Does anyone care to share why you selected the name that you selected? 
In my working days, I would complain about not being called by my name and I would get told I should be happy that I wasn't "called late for dinner." That I was never able to get anyone to call me by name was driven home on my last day of work. Someone spoke to me by name, and I was asked, "Why did they call you that?" I explained that it was the name my mother wrote on my birth certificate. She woke my dad up that day and said, "It's time to go to the hospital." Dad left for the hospital. A neighbor drove mother to the hospital. Mother had worked for years for the doctor that delivered me, and when she was told that he had died before he could sign the birth certificate...she started to sign his name. By the time my father reached the hospital, I had been born, the doctor had died, and I had been given the name of the doctor who delivered me. I think I know what name I was supposed to have, but I never really learned to respond to that name.
When I was growing up in Grand Rapids, one of my favorite newspaper columnists was "The Old Curmudgeon." He rode to and from work on the Cherry Street Bus, and always included something in his column that he overheard on the bus.

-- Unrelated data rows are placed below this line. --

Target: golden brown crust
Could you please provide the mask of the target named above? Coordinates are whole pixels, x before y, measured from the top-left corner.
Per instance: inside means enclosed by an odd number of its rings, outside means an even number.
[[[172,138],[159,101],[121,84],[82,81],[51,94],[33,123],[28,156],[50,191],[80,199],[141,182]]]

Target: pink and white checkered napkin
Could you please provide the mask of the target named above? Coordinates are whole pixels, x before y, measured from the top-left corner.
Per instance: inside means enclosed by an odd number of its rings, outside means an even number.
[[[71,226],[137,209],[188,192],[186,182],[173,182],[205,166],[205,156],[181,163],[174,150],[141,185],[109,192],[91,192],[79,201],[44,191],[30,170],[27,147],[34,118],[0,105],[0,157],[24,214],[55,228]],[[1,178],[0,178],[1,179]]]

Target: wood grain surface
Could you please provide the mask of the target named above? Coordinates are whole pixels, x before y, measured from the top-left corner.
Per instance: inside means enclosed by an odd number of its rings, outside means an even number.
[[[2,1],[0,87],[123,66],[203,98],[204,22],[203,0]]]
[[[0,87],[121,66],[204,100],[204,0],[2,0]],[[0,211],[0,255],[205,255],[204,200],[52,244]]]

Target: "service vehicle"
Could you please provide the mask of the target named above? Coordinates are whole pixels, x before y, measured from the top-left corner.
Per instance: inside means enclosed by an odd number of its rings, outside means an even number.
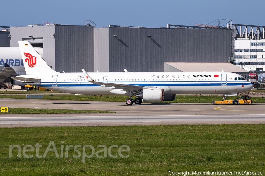
[[[32,86],[26,84],[25,84],[25,90],[33,90],[34,86]]]
[[[224,99],[222,101],[213,101],[212,104],[252,104],[252,100],[250,98],[249,95],[243,95],[241,98],[237,98],[234,100],[227,100],[225,97],[224,97]]]

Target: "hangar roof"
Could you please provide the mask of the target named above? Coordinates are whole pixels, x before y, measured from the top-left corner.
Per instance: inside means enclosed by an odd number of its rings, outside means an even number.
[[[248,76],[249,72],[228,62],[164,62],[164,71],[232,72]]]

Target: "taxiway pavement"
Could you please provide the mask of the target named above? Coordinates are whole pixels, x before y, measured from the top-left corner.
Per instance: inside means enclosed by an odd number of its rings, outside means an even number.
[[[97,110],[116,114],[0,114],[0,127],[265,123],[264,104],[143,103],[0,99],[1,107]]]

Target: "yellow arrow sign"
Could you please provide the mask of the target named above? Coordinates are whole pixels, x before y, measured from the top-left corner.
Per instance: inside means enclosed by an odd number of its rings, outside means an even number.
[[[9,112],[9,107],[1,107],[1,112]]]

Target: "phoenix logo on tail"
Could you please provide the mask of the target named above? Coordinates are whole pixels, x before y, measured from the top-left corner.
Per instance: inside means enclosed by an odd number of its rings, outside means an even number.
[[[36,57],[32,56],[32,55],[29,53],[24,53],[24,54],[25,56],[28,57],[25,59],[25,60],[26,62],[28,62],[29,66],[32,68],[34,67],[36,65]],[[34,59],[33,59],[33,57],[34,57]]]

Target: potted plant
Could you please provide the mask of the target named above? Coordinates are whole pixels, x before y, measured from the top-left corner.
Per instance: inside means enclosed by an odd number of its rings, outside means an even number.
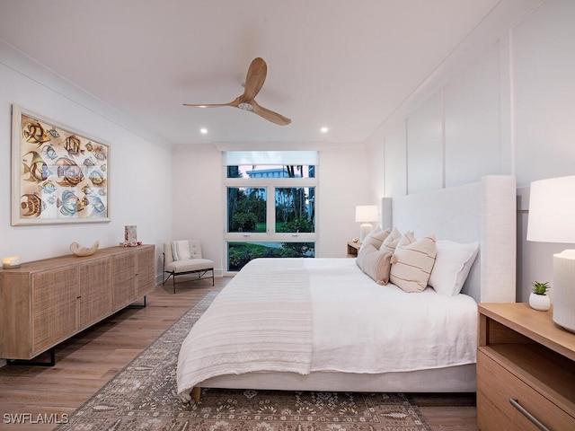
[[[531,295],[529,295],[529,305],[535,310],[546,312],[551,306],[551,301],[547,295],[547,291],[551,289],[549,282],[539,283],[535,281],[531,287]]]

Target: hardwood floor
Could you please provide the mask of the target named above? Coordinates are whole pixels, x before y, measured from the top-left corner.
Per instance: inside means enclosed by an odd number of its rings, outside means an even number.
[[[216,278],[215,286],[211,280],[179,285],[176,295],[171,283],[160,285],[147,296],[146,308],[122,310],[58,345],[55,366],[0,368],[0,430],[53,429],[63,415],[74,412],[208,291],[220,290],[229,279]],[[414,398],[434,430],[477,429],[473,397]],[[453,407],[462,400],[467,405]]]

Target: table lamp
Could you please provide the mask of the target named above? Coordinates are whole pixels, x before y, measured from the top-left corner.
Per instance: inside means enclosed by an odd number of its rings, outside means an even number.
[[[377,221],[377,206],[376,205],[358,205],[356,207],[356,222],[360,222],[359,226],[359,241],[363,240],[373,231],[374,226],[370,222]]]
[[[575,243],[575,175],[531,183],[527,241]],[[575,332],[575,250],[553,255],[553,321]]]

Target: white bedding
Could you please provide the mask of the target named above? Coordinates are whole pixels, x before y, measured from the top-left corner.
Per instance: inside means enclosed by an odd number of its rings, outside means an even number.
[[[225,315],[232,321],[220,321]],[[178,393],[189,400],[209,377],[253,371],[379,374],[473,364],[476,318],[470,296],[379,286],[353,259],[255,259],[182,343]]]

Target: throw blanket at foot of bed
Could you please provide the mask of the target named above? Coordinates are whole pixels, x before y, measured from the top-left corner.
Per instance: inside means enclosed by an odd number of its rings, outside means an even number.
[[[274,259],[274,265],[267,260],[243,267],[182,343],[177,383],[183,400],[190,400],[194,386],[217,375],[309,374],[313,334],[307,269],[301,259]]]

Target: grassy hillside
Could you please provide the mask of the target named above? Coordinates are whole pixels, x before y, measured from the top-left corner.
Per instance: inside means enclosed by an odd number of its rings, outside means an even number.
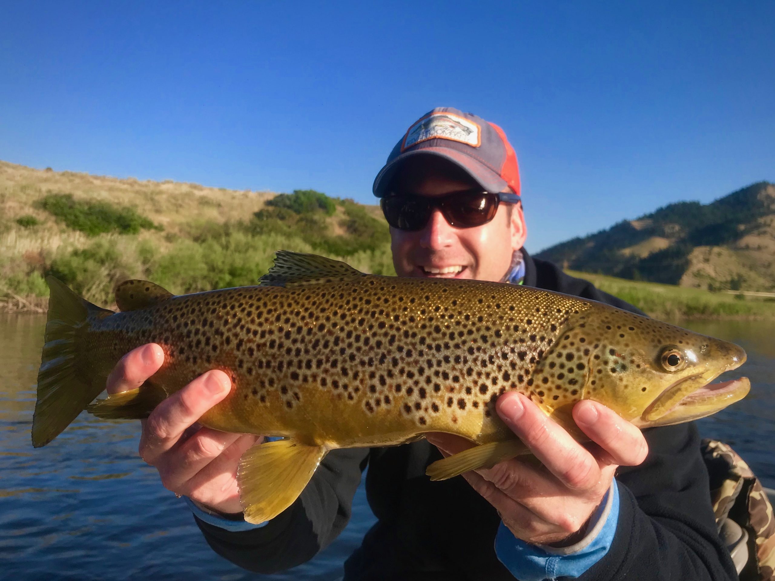
[[[680,201],[539,256],[586,272],[715,290],[775,290],[775,184]]]
[[[656,318],[773,318],[775,298],[708,290],[658,283],[636,282],[604,274],[567,270],[598,288],[626,301]]]
[[[236,191],[0,161],[2,310],[44,309],[47,274],[105,306],[128,278],[174,293],[253,284],[280,249],[394,273],[377,207],[314,191]]]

I've looked up the definition numerous times, but a curmudgeon is basically a grouchy person. with a connotation that he is typically an old man.
I have reached an age where I told my daughter on my last birthday that she could buy an over the hill candle for my cake, as they don't seem to make them with ages older than I was turning.

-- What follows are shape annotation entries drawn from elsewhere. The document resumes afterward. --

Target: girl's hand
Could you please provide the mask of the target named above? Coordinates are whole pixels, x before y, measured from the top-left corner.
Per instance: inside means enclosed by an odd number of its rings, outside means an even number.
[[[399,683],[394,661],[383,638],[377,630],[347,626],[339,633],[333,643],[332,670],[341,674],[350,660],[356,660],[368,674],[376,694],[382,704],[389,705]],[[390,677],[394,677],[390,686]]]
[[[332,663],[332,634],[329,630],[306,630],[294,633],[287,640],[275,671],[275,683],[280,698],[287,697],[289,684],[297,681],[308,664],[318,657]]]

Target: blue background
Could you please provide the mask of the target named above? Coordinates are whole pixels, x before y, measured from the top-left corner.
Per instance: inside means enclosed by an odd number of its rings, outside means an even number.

I have fought a lot of strange battles in my life. (And won a few.)
On the day that I joined AD, I had listened to Paladin Elspeth read what she was writing in response to what I perceived as a personal attack on her. I was having a bad enough day as it was, and I felt that I needed to join in and defend my wife. :knight in rusty armor smiley: (Having read and listened to several hundred of her posts, I now realize that she is far more capable of defending herself than I ever will be.)

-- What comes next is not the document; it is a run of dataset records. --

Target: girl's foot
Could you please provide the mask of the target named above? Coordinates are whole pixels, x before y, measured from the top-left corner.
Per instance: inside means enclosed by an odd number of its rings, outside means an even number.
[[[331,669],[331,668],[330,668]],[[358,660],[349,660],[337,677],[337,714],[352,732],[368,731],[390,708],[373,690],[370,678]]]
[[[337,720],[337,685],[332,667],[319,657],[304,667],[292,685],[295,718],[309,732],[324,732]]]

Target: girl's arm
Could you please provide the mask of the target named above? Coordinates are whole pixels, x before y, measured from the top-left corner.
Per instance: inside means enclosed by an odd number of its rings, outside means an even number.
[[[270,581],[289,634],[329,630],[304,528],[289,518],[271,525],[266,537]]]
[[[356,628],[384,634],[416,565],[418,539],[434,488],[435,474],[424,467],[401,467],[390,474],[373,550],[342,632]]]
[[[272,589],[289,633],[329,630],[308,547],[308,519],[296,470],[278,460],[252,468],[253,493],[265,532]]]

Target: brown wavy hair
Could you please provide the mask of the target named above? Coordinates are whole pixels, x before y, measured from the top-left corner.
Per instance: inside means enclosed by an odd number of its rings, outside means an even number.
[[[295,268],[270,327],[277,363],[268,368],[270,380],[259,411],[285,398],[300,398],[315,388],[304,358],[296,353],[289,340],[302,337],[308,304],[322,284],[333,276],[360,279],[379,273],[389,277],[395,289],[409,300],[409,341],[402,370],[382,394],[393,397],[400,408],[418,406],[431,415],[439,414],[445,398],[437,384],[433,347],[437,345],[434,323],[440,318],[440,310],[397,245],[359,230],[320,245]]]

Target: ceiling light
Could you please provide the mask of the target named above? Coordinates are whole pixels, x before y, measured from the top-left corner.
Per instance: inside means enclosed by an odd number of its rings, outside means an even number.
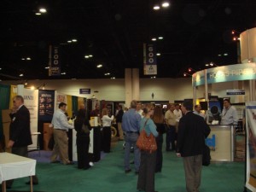
[[[44,8],[41,8],[41,9],[39,9],[39,12],[40,12],[40,13],[46,13],[47,10],[46,10],[46,9],[44,9]]]
[[[163,3],[162,3],[162,7],[163,8],[167,8],[167,7],[169,7],[169,3],[168,2],[164,2]]]
[[[160,6],[159,5],[154,5],[154,8],[153,8],[153,9],[154,9],[154,10],[160,9]]]

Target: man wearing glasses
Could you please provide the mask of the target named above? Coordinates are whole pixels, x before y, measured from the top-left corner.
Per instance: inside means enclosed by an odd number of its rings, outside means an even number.
[[[13,100],[14,108],[10,113],[11,123],[9,125],[9,141],[7,148],[11,148],[12,154],[28,157],[27,146],[32,143],[30,131],[30,113],[24,105],[24,99],[21,96],[16,96]],[[6,182],[7,189],[10,189],[14,180]],[[30,182],[26,182],[30,184]],[[37,176],[32,177],[32,183],[38,184]]]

Anyway, I had to choose a name that I was comfortable with, and I was basically uncomfortable with the fifty odd nicknames I had acquired over a lifetime, so I chose Curmudgeon on the spur of the moment because I was feeling like a very grouchy old man that day.
I was on the site only a few hours when I got welcomed aboard as "Mudge."

In my PMs, I am called that far more often than I am called Curmudgeon, so I have learned to respond to that as well.